Insights

One Year After Amazon Buys Whole Foods, Grocers Prepare For New Era

Until a year ago, the majority of retail executives considered food a holdout against e-commerce penetration, largely because brick-and-mortar grocers’ supply chains are so efficient at getting products to consumers.

But Amazon’s purchase of Whole Foods Market in August 2017 signaled that the leading online retailer sees a significant future for itself in food – and that this can best be done in combination with physical stores. So, it could be the start of a new era of omnichannel food retail with an evolving role for the store.

Making online food profitable is hard, and much of the challenge is related to technology, an area where food retail incumbents tend to struggle. One condition for success is a shopping interface that is more compelling and more convenient than shopping from supermarket shelves – and that gets over shoppers’ natural desire to see, smell, and touch fresh food before they buy it.  One way to make an online interface attractive would be for it to help customers make their weekly meal plan.

Another requisite is an extremely efficient system to pick items from a warehouse to fulfill customer orders: Now, supermarkets “outsource” this task free of charge to their customers, who take items from store shelves themselves. Omnichannel retailers will need to design warehouses specially to fulfill orders efficiently.

Making online food profitable is hard, and much of the challenge is related to technology, an area where food retail incumbents tend to struggle

Thirdly, an omnichannel grocer will need to deliver fresh food quickly and cheaply. This implies a fleet of delivery vehicles that can maintain food at the right temperature and deposit grocery baskets even when a customer is not at home. Supermarkets’ traditional means of delivery is far cheaper: getting customers to take purchases home themselves.  Solutions will depend on individual markets – their population density and how open people are to buying food online.

However, incumbents tend to struggle with the types of innovation required for omnichannel, so grocers have started to analyze which tasks they can excel at and to find partners for the rest. Target bought grocery startup Shipt for $550 million in December. Instacart has forged partnerships with grocery stores including Albertsons Cos. and Costco Wholesale Corp.
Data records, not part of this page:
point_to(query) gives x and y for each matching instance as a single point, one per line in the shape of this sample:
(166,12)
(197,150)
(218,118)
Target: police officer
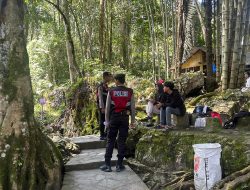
(120,104)
(102,92)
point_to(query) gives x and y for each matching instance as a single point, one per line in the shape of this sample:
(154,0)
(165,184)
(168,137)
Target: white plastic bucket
(207,169)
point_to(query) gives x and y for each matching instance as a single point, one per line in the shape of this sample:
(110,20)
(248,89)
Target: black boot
(107,166)
(119,166)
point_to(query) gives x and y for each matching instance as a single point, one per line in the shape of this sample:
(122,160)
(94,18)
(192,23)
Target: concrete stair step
(89,142)
(89,159)
(99,180)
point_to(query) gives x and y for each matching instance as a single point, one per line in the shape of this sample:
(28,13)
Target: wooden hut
(196,61)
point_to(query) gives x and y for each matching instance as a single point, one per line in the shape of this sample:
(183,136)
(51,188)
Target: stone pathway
(82,171)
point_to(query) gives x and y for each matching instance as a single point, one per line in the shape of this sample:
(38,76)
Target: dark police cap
(169,84)
(120,77)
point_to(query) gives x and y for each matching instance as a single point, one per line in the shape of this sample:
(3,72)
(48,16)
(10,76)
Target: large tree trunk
(225,44)
(28,159)
(218,41)
(246,44)
(125,34)
(180,38)
(236,48)
(101,31)
(165,36)
(209,47)
(74,70)
(203,28)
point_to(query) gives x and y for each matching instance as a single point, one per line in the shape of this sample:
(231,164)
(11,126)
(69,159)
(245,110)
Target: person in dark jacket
(173,104)
(102,92)
(120,105)
(153,100)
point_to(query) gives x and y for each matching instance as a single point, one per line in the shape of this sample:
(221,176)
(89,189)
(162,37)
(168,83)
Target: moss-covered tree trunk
(28,159)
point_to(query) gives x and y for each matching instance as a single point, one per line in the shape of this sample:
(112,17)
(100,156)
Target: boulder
(170,154)
(243,123)
(181,122)
(189,82)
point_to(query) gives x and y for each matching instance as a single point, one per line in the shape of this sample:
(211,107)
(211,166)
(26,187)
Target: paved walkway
(82,171)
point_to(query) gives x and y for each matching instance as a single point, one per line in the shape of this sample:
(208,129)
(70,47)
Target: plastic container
(207,169)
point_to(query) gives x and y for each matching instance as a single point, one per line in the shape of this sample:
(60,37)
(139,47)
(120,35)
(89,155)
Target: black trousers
(118,126)
(101,123)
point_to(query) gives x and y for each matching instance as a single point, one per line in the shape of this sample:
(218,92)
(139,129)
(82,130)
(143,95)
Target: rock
(162,157)
(65,146)
(181,122)
(189,82)
(57,98)
(243,123)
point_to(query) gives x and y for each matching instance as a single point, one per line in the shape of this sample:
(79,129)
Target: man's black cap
(169,84)
(120,77)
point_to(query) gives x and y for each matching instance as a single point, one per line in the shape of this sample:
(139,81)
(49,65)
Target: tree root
(184,182)
(234,180)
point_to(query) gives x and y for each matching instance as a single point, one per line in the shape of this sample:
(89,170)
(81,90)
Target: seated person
(247,86)
(173,104)
(152,106)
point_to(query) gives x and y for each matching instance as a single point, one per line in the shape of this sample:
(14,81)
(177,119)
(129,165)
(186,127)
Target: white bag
(200,122)
(207,169)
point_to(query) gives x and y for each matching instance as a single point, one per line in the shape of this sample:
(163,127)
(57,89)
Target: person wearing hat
(174,103)
(120,104)
(247,85)
(153,99)
(102,92)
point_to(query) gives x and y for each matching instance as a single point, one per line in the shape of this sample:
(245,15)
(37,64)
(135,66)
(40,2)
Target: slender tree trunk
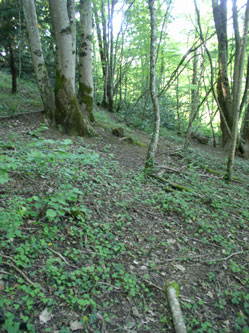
(111,68)
(68,114)
(237,82)
(244,144)
(71,15)
(40,69)
(155,136)
(194,100)
(178,107)
(85,94)
(105,101)
(244,133)
(223,87)
(13,69)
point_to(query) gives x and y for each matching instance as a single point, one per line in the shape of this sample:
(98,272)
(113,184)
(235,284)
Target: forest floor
(88,241)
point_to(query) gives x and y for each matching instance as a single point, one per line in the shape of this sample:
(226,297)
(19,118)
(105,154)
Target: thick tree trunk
(237,82)
(111,68)
(223,87)
(155,136)
(68,114)
(40,69)
(85,94)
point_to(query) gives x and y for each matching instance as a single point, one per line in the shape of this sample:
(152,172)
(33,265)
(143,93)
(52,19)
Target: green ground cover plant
(89,240)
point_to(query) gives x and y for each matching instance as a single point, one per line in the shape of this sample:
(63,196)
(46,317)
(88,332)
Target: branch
(172,295)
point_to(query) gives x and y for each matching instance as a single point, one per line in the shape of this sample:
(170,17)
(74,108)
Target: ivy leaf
(3,177)
(51,213)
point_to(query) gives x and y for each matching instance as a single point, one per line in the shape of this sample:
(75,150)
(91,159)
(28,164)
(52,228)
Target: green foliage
(27,98)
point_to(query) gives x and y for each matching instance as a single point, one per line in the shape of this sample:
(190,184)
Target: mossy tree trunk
(85,93)
(240,50)
(43,81)
(68,114)
(13,68)
(223,87)
(244,144)
(155,136)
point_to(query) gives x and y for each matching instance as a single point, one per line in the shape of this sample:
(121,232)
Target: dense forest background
(121,200)
(201,72)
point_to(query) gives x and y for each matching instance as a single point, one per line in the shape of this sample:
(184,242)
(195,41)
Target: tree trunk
(40,69)
(244,144)
(194,100)
(13,69)
(237,82)
(71,15)
(223,87)
(155,136)
(85,94)
(111,69)
(68,114)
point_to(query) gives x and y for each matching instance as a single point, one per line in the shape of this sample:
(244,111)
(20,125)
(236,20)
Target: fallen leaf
(45,316)
(76,325)
(180,268)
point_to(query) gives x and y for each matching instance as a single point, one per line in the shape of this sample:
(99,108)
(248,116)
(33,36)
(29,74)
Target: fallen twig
(61,256)
(13,265)
(172,295)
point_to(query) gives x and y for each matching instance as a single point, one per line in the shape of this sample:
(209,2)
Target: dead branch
(172,295)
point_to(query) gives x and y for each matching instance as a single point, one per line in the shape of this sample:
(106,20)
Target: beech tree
(237,81)
(156,127)
(68,113)
(43,81)
(85,94)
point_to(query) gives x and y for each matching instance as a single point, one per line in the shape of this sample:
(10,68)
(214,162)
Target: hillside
(88,241)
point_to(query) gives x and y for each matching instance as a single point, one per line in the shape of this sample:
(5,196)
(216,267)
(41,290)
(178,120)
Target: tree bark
(71,15)
(194,99)
(223,87)
(85,94)
(155,136)
(40,69)
(237,81)
(244,144)
(13,69)
(68,114)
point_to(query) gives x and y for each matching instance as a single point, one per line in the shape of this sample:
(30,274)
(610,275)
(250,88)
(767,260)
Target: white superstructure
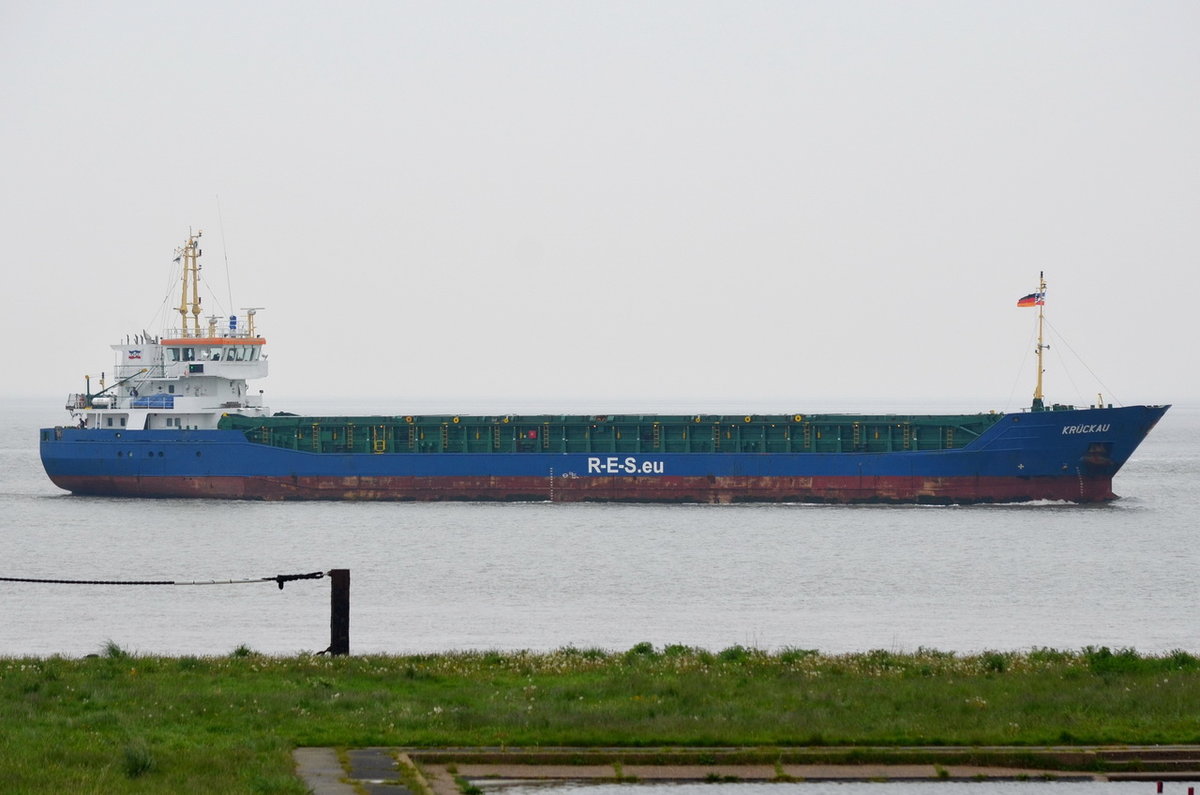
(185,378)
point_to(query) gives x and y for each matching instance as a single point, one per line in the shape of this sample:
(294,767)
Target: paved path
(433,771)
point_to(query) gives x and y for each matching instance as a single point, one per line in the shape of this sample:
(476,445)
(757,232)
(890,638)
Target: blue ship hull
(1068,455)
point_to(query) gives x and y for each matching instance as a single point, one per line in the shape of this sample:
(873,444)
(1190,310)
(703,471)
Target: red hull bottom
(609,489)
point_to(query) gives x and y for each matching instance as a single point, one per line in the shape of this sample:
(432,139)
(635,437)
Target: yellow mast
(189,256)
(1042,347)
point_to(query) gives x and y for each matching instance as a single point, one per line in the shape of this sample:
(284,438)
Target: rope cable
(280,579)
(1063,340)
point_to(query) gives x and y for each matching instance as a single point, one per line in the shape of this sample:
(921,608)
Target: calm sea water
(451,577)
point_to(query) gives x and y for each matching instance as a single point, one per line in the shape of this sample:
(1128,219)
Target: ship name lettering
(1085,429)
(629,465)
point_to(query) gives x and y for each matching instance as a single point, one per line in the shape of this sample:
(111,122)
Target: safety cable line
(279,579)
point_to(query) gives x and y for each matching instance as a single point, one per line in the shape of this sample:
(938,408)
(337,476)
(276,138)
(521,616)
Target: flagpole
(1042,293)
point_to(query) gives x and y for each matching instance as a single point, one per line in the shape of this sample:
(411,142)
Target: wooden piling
(340,611)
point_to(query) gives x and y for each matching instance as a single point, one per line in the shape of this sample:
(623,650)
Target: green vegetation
(132,723)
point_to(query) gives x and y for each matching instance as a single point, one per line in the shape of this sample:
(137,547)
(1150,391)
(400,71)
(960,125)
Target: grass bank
(135,723)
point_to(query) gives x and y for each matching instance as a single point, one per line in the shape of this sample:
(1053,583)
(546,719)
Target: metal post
(340,611)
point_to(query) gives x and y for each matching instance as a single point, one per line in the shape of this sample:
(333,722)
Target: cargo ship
(179,420)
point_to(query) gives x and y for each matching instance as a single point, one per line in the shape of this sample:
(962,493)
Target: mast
(189,256)
(1042,347)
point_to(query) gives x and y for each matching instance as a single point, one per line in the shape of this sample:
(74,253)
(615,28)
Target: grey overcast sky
(689,203)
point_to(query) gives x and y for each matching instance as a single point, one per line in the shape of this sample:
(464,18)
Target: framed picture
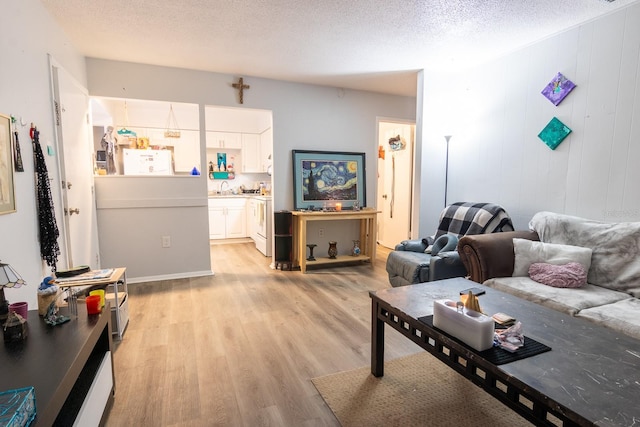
(558,89)
(325,177)
(7,191)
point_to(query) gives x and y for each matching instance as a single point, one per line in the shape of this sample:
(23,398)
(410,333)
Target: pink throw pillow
(570,275)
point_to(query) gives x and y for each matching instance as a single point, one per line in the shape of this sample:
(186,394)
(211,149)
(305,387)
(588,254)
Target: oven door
(261,218)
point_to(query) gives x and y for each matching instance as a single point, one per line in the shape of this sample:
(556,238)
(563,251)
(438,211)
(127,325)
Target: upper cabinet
(251,153)
(132,135)
(244,129)
(227,140)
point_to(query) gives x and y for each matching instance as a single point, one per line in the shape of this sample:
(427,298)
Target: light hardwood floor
(240,348)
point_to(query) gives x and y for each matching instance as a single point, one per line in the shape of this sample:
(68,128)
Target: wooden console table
(368,229)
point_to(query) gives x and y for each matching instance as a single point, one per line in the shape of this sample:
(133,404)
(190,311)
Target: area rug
(416,390)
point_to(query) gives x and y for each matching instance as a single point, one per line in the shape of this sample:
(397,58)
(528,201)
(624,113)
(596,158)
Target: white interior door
(395,190)
(74,149)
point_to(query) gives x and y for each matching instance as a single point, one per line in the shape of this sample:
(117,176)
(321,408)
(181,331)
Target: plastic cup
(93,304)
(100,293)
(21,308)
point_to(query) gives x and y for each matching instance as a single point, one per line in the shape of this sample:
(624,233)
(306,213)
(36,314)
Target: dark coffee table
(590,377)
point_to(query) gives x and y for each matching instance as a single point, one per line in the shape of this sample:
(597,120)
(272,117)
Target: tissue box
(473,328)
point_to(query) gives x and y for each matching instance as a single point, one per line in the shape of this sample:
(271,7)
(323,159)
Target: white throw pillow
(528,252)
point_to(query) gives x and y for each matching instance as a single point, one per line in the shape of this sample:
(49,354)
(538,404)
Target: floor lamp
(446,170)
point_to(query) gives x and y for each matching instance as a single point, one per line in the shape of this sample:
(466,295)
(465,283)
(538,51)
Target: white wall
(27,36)
(496,111)
(304,117)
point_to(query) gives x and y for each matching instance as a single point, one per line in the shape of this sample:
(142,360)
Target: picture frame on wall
(7,189)
(324,178)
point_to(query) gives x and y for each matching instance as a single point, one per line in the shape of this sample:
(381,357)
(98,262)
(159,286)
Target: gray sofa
(611,294)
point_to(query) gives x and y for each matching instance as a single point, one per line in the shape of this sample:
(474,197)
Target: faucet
(221,185)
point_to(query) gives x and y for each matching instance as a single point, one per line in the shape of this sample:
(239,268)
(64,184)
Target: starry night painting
(322,176)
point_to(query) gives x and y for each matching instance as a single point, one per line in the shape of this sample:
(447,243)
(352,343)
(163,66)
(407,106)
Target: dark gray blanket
(464,218)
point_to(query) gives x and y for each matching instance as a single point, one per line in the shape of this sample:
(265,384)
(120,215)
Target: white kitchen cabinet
(223,140)
(227,217)
(251,161)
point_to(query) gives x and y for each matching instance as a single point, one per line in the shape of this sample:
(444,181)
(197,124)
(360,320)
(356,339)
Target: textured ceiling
(372,45)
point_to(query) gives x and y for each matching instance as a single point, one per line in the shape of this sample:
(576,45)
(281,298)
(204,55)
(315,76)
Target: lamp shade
(9,278)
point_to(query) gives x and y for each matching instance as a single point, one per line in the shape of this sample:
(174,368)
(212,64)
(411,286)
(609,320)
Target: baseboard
(186,275)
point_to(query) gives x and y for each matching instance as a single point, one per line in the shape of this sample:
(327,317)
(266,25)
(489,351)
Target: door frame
(380,189)
(61,185)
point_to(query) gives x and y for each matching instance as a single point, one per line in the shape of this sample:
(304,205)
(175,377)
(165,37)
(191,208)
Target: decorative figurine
(333,249)
(355,251)
(311,246)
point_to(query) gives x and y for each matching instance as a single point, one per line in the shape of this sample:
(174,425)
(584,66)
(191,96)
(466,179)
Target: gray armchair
(414,261)
(436,258)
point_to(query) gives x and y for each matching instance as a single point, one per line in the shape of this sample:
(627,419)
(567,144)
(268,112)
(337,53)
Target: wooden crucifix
(241,87)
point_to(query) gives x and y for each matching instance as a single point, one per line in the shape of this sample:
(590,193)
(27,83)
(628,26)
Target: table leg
(117,308)
(377,341)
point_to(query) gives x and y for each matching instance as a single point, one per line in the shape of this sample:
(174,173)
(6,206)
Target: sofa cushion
(566,300)
(413,267)
(570,275)
(615,263)
(527,252)
(622,316)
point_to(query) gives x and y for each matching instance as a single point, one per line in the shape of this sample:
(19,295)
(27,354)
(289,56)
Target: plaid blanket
(473,218)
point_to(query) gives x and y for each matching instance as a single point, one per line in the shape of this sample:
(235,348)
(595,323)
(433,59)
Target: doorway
(396,142)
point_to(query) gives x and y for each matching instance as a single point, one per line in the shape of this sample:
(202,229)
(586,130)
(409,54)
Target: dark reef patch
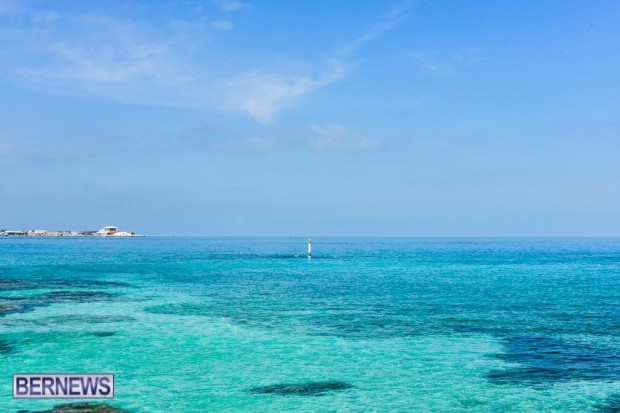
(76,296)
(71,319)
(179,309)
(544,360)
(311,388)
(79,408)
(104,333)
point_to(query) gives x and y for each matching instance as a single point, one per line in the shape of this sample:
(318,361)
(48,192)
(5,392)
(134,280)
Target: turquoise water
(250,324)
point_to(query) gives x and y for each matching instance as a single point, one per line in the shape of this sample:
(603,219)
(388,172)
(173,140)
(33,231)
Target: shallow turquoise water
(200,324)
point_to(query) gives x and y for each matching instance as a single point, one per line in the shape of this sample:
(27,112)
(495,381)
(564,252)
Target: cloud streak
(134,62)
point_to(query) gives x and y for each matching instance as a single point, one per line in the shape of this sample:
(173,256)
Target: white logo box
(63,386)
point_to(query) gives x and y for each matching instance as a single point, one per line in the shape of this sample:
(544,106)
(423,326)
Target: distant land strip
(110,231)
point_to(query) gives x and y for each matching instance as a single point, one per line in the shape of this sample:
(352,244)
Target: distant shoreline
(104,232)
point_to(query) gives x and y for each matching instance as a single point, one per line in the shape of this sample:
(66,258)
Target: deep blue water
(368,324)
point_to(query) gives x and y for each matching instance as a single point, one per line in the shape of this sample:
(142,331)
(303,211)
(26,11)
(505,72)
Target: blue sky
(234,117)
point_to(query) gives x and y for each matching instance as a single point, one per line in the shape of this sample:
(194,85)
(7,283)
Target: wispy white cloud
(222,25)
(392,19)
(134,62)
(262,95)
(45,17)
(437,65)
(336,137)
(230,5)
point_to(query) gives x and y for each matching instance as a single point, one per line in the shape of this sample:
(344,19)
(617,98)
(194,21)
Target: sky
(311,118)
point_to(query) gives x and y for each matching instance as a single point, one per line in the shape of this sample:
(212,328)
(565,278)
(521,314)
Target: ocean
(367,325)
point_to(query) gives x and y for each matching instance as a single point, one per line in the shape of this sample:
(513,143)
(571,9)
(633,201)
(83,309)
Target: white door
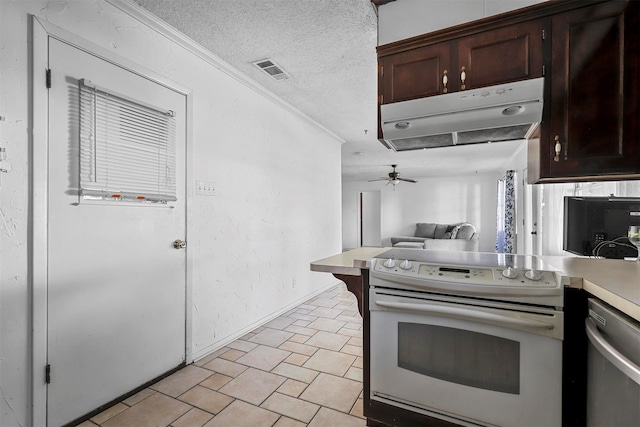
(116,285)
(370,219)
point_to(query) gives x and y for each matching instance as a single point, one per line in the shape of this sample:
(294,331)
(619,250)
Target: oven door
(466,362)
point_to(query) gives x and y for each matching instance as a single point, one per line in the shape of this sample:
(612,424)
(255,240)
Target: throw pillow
(425,229)
(441,229)
(463,231)
(454,232)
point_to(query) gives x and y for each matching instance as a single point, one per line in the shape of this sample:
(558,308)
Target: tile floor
(303,368)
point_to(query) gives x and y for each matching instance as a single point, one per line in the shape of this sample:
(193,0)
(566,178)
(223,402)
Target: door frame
(41,31)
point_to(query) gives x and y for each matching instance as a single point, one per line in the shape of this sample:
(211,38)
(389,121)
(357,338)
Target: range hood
(503,112)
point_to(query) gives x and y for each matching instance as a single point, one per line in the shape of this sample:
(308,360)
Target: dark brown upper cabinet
(491,57)
(588,52)
(503,55)
(593,115)
(415,73)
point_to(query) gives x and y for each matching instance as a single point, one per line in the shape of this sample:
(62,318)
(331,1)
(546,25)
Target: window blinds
(127,148)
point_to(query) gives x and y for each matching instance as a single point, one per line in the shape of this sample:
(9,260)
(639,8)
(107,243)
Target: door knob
(179,244)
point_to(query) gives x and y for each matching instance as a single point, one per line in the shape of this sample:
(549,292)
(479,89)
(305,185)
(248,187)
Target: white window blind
(127,148)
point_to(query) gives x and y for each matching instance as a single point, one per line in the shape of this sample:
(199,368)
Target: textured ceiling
(328,49)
British online grocer Ocado in May received a $250 million investment from Kroger Co, which wants to help develop robotically operated warehouses.

Partnerships will eventually fragment the value chain that runs from product to customer and trigger an era of specialization. This, we believe, will be the major disruption coming in retail, and its impact will go beyond food. Success throughout retail will imply the right decisions over where to maintain strategic control and where to delegate a task to a partner.  We think there will be six main business models that can prosper in the new world of retail: magnetic ecosystem, fulfillment specialist, choice intermediary, product leader, customer experience specialist, and key location player. Each is based on a particular dimension of strategic control. Most retailers will likely combine elements of more than one model.